Fortes hausses des cours, pas des cotes

Jeudi 30 juin 2016 par Alexandre Abellan

e marché a été soufflé par la hausse du château Mission Haut-Brion : +107 %, pour atteindre 300 €/col ce 15 juin.e marché a été soufflé par la hausse du château Mission Haut-Brion : +107 %, pour atteindre 300 €/col ce 15 juin. - crédit photo : Domaine Clarence Dillon
Avec des hausses de prix et des sorties de grands crus montant crescendo, la conclusion de cette campagne laisse cependant un bilan mitigé.

Ayant pris le temps d'arriver progressivement aux étiquettes les plus prestigieuses, la campagne des primeurs 2015 s’est emballée lors de sa conclusion, cette mi-juin. Après des semaines d’attente fébrile, les premiers grands crus classés du Médoc se sont soudainement bousculés, avec une stratégie de prix tenant résolument du copier/coller. Les similitudes sont en effet criantes entre les châteaux Margaux (sortis ce 13 juin à 384 €/col départ négociant, soit +60 % par rapport au millésime 2014), Haut-Brion (ce 15 juin à 385 €, +60 %) et Mouton Rothschild (ce 16 juin à 384 €, +60 %). Le château Lafite Rothschild jouant quant à lui sa propre partition (ce 20 juin à 420 €, +46 %).

Sur la rive droite, les premiers grands crus classés de Saint-Emilion semblent également s'être calés selon leurs affinités.
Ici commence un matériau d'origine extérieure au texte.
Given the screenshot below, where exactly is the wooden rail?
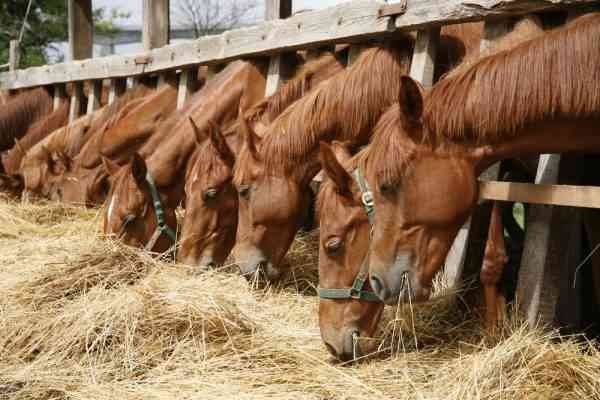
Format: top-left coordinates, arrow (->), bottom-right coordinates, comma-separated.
0,0 -> 598,89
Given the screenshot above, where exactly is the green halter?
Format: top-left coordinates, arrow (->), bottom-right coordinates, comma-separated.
145,172 -> 177,251
319,168 -> 382,303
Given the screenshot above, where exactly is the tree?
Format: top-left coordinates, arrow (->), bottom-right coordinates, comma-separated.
171,0 -> 257,37
0,0 -> 130,68
0,0 -> 67,67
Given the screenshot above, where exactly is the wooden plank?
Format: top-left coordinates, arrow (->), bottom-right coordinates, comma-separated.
86,80 -> 102,115
517,154 -> 581,326
142,0 -> 169,51
0,0 -> 598,89
410,26 -> 440,87
8,40 -> 21,71
69,82 -> 83,124
265,0 -> 292,96
67,0 -> 94,60
52,83 -> 67,111
177,68 -> 198,110
479,182 -> 600,209
442,21 -> 508,286
108,78 -> 127,104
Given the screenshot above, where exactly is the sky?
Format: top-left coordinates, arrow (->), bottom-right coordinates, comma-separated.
79,0 -> 349,57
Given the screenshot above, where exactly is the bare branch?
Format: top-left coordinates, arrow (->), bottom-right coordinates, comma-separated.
171,0 -> 257,37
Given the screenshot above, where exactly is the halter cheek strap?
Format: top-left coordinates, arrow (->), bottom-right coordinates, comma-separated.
144,172 -> 177,251
319,168 -> 382,303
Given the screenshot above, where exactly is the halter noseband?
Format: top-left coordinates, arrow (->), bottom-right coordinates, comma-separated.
119,172 -> 177,251
319,168 -> 382,303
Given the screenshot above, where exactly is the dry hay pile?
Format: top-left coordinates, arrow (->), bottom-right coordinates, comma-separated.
0,195 -> 600,400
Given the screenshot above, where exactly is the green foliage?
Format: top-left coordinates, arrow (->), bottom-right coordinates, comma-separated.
0,0 -> 130,68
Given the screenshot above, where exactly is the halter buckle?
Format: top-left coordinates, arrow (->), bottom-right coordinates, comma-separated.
361,190 -> 375,207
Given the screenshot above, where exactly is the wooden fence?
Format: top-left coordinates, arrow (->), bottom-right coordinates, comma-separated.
0,0 -> 600,322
Les châteaux Angélus et Pavie sont sortis le 14 juin à 252 € (+40 %), tandis que les deux crus classés A d’avant 2012, Ausone et Cheval Blanc, sont sortis ce 21 juin à 540 € (+50 %).

Metteurs en marché

Portées par la bonne image du millésime et le souvenir de trois précédentes campagnes difficiles, les premiers grands crus classés ne se sont donc pas privés d’afficher fiérement de fortes hausses. Des augmentations à la fois déconnectées du reste de la campagne (la plupart des propriétés oscillant entre +5 et +30 %) et des appels à la raison de nouveau répétés par les négociants (comme à chaque campagne critique-t-on dans les châteaux).

Sur la place de Bordeaux, le constat d’un nouveau rendez-vous manqué est amèrement partagé. Si la semaine des primeurs a fait la preuve de sa pertinence, du moins sur un millésime attendu, les grandes propriétés n’ont pas joué le jeu du collectif en fixant de telles hausses, estime le négoce. Et il se murmure que les plus grandes étiquettes sont loin d’avoir réussies leur mise en marché.
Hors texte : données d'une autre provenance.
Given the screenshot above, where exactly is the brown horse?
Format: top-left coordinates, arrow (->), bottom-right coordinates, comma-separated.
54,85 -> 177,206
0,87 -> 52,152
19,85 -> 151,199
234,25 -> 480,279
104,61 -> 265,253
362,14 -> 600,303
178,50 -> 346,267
"Les augmentations n’ont cessé d’augmenter avec l’avancée de la campagne"

A l’étranger, on trouve autant de surprise que d’incrédulité face à ces hausses, aussi généralisées que marquées. D’après un sondage du site d’analyse Liv-Ex, réalisé auprès de ses 440 utilisateurs en avril, tous les acheteurs en primeur s’attendaient à des hausses*, mais pas à un tel niveau. Les augmentations étaient anticipées aux alentours de +18 % sur une sélection de crus, alors qu’elles ont atteint 46 %. « Une hausse significativement supérieure à ce qui été attendu. Et les augmentations n’ont cessé d’augmenter avec l’avancée de la campagne » résume le site.

 

* : Il faut rappeler que dès le début de la semaine des primeurs 2015, du 4 au 8 avril 2016, les propriétés ne cachaient pas leur volonté d’une montée en prix.

L’effet surprise du Brexit

Inattendu, le résultat du référendum britannique sur la sortie de l’Union Européenne a immédiatement causé une chute de la livre sterling. Ce qui a entraîné un arrêt net de la campagne des primeurs à Londres rapporte le site Decanter. Si l’effet de change a mis un point final aux achats anglais (augmentant les prix de 10 %), ils étaient cependant quasiment achevés notent les experts de Liv-Ex.